Viviamo in una società “pratica”, la società del tutto subito, veloce e sempre per forza con uno scopo.

Si studia per ottenere un lavoro migliore (ma che non necessariamente ci piace), si lavora per acquisire, comprandoli, degli status, come la macchina nuova, il telefono ultimo modello, l’abito di marca.

Abbiamo perso parzialmente il contatto con la nostra parte più intima e sensibile, quella che abbiamo abbandonato passando dall’infanzia all’età adulta.

Eppure questo lato intimo vorrebbe spesso uscire e lottiamo per non permetterglielo.

In tutto questo contesto l’arte viene spesso relegata a materia di serie B, adatta a chi “ha tempo da perdere”, in quanto inconcludente e senza un ritorno economico immediato.

Qui in questo contesto nascono gli esteti del codice. Un gruppo di tecnici, fortemente legati alla tecnologia moderna, che rifiuta queste quattro parole “non si può fare”.

Da piccoli non eravamo inclini ad una visione artistica, non sapevamo dipingere bene o magari non avevamo sufficiente buon gusto per effettuare un corretto abbinamento cromatico.

Ci appassionavano altre cose: la matematica, la tecnologia, i computer…

Un gruppo di tecnici, fortemente legati alla tecnologia moderna, che rifiuta queste quattro parole “non si può fare”

Abbiamo quindi deciso di rifiutare lo status di tecnici “sterili” ed “asettici” per dimostrare alle persone che anche noi possiamo essere artisti, ed abbiamo qualcosa da dire.

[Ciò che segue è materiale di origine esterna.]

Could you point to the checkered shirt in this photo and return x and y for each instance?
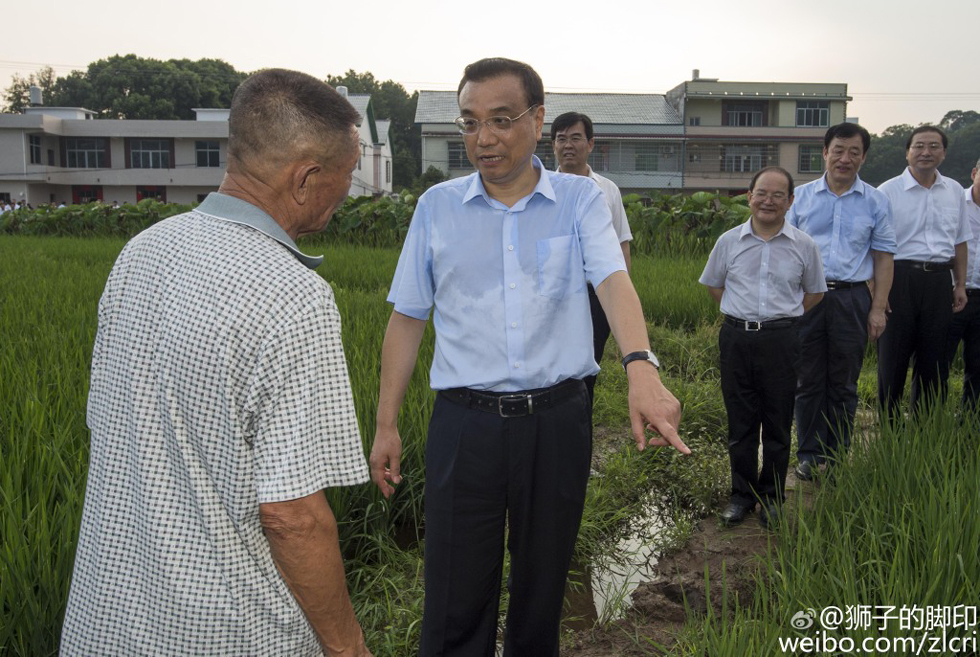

L’arte procedurale fa infatti del suo nucleo non solo la mera realizzazione artistica basata sulla tecnica, ma soprattutto la spiegazione, il concetto di quello che si vuole trasmettere al visitatore che ammirerà l’opera.

Abbiamo deciso quindi che lo strumento per rappresentare le nostre idee non sarebbe stato il pennello, come impone l’arte classica a cui siamo abituati. Lo strumento adatto sarebbe stato il computer e la nostra prima tela sarebbe stato il codice da noi scritto.

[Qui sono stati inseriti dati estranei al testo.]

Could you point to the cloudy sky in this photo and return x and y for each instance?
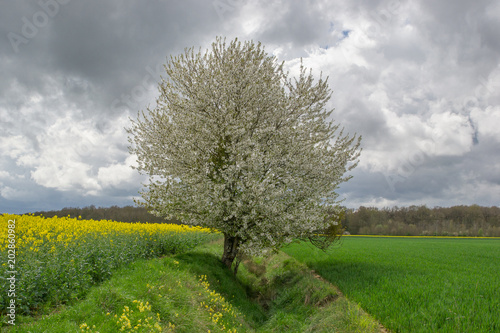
(419, 80)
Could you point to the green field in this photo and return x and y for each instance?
(416, 284)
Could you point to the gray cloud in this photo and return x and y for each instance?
(419, 81)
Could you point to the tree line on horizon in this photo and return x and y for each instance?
(472, 221)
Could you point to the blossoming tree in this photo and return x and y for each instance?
(234, 144)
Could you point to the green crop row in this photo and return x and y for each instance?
(57, 259)
(416, 284)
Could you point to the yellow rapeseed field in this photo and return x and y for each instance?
(54, 260)
(33, 231)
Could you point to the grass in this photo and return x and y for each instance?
(58, 259)
(416, 284)
(194, 292)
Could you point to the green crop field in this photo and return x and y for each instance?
(416, 284)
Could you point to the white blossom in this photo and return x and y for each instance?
(234, 144)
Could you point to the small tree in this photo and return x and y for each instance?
(235, 145)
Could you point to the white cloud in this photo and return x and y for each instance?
(119, 175)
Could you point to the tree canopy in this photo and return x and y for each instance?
(236, 145)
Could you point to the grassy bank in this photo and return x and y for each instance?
(194, 292)
(416, 284)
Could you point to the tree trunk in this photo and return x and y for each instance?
(231, 247)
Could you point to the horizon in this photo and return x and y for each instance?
(419, 81)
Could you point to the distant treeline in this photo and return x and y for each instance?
(114, 213)
(472, 220)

In questo modo non esistono stili definiti, non dobbiamo per forza rifarci a dettami stilistici come avviene nelle altre correnti artistiche.

Possiamo fare quello che vogliamo, come vogliamo.

Il mondo digitale non ha limiti, se non la fantasia dell’autore che scrive il software.

In questo modo l’artista procedurale potrà creare opere di ispirazione cubista, futurista, classica, pop senza avere un vincolo di appartenenza se non l’utilizzo del software al posto del pennello.

Con questa corrente possiamo dimostrare che l’uomo è ancora il centro del mondo e non la tecnologia, strumento che se conosciuto ed approfondito a dovere può essere messo veramente al servizio di bellissime idee umane.